Katia Beeden, a member of an advocacy group established to assist white South Africans seeking resettlement, said applicants have to go through at least three online interviews and answer questions about their health and criminal background.

They are also required to submit information or proof of being persecuted in South Africa, she said. She said she has been robbed in her house, with robbers locking her in her bedroom.

“They’ve already warned that you can’t lie or hide anything from them. So it’s quite a thorough process and not everyone is guaranteed,” she said.

By the numbers

Violent crime is rife in South Africa, but experts say the vast majority of victims are Black and poor. Police statistics show that up to 75 people are killed daily across the country.

Afrikaner agriculture union TLU SA says it believes farmers are more susceptible to such attacks because of their isolation.

Twelve murders occurred on farms in 2024, police statistics show. One of those killed was a farmer. The rest were farm workers, people staying on farms and a security guard.
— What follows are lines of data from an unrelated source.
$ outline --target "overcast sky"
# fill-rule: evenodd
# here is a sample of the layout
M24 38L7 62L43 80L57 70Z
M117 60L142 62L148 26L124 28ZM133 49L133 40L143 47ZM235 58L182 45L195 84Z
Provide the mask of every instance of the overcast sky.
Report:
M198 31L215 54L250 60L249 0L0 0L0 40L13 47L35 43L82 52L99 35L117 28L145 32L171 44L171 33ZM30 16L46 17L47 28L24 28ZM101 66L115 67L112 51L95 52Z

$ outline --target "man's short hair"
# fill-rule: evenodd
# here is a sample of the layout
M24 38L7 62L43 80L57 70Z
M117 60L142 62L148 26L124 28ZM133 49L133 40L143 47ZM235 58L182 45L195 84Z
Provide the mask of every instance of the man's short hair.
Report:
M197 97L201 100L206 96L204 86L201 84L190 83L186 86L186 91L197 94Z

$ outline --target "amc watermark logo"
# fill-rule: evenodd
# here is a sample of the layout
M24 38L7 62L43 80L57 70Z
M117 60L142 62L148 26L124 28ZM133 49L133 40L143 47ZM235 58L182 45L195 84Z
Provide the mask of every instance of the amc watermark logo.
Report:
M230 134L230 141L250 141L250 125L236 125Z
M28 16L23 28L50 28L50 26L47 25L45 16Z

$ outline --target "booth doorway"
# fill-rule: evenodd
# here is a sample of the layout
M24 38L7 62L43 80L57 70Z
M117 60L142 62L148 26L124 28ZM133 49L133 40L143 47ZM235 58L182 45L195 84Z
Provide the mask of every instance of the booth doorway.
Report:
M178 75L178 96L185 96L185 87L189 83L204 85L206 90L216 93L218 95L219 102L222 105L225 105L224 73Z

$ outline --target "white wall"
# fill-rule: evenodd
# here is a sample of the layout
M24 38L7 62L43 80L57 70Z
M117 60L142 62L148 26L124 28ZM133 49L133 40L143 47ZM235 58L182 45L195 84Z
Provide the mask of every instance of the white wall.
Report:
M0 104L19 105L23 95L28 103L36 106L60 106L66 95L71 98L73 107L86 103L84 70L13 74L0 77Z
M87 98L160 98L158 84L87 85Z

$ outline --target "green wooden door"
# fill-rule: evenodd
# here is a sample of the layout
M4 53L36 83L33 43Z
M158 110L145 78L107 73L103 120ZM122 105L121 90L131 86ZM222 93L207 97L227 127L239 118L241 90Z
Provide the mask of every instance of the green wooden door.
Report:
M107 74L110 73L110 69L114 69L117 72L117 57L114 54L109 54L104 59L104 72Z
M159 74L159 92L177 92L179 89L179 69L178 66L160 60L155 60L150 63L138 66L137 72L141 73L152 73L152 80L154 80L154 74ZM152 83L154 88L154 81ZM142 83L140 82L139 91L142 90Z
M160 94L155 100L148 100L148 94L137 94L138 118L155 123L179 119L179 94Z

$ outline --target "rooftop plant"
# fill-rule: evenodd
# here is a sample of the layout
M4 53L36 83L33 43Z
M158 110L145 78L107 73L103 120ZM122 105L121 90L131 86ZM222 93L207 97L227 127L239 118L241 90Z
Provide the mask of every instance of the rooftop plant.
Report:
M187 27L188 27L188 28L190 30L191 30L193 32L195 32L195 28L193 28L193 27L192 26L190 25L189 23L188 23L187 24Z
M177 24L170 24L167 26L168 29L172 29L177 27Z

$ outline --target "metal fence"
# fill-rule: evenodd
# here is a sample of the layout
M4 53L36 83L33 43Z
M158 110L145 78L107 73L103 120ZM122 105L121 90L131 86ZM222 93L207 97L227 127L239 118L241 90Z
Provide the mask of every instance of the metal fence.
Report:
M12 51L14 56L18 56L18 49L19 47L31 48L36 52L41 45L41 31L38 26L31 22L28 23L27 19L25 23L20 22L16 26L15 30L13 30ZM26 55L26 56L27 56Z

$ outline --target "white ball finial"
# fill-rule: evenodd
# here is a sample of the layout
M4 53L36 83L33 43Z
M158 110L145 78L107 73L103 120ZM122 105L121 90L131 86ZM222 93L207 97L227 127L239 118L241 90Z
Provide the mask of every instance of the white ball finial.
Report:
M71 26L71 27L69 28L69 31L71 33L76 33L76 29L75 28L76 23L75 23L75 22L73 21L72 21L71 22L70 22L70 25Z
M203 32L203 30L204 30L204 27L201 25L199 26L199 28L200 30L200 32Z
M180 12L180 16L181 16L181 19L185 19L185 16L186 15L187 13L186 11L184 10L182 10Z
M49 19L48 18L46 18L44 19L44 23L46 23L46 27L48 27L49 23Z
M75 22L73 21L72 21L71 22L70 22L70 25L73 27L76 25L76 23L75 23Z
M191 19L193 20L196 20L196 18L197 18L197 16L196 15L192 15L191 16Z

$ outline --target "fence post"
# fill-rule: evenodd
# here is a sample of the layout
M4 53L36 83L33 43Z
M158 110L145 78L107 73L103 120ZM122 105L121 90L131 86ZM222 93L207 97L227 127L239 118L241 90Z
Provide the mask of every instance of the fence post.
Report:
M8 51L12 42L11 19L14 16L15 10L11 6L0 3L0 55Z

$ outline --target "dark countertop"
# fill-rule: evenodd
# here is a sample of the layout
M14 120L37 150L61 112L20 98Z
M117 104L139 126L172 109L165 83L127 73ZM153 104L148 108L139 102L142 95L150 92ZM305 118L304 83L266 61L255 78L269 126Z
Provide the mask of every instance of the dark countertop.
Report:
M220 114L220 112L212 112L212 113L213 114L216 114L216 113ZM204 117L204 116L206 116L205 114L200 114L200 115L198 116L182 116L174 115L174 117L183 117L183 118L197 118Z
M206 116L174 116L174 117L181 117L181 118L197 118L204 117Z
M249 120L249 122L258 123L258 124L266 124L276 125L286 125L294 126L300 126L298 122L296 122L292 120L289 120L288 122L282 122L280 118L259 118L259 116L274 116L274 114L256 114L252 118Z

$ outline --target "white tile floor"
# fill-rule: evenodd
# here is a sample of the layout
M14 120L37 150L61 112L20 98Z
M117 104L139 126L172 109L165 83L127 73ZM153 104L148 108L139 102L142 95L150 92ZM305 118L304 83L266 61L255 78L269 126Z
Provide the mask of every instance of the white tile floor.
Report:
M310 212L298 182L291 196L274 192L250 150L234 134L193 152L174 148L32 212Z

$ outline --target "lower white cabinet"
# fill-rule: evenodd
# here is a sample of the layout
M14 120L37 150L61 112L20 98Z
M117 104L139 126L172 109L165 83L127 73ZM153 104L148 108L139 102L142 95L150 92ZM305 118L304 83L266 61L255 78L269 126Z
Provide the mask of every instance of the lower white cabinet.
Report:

The data don’t reflect the victims’ race.

Overall across South Africa last year, 6,953 people were killed.

Government data also show that white farmers own the vast majority of South Africa’s farmland — 80% of it, according to the 2017 census of commercial agriculture, which recorded over 40,000 white farmers.

That data, however, only reflects farmers who have revenue of $55,396 a year, which excludes many small-scale farmers, the majority of them Black.

Overall, the white minority — just 7% of the population is white — still owns the vast majority of the land in South Africa, which the World Bank has called “the most unequal country in the world.”

According to the 2017 government land audit, white South Africans hold about 72% of individually owned land — while Black South Africans own 15%.

Associated Press writer Michelle Gumede in Johannesburg contributed to this report.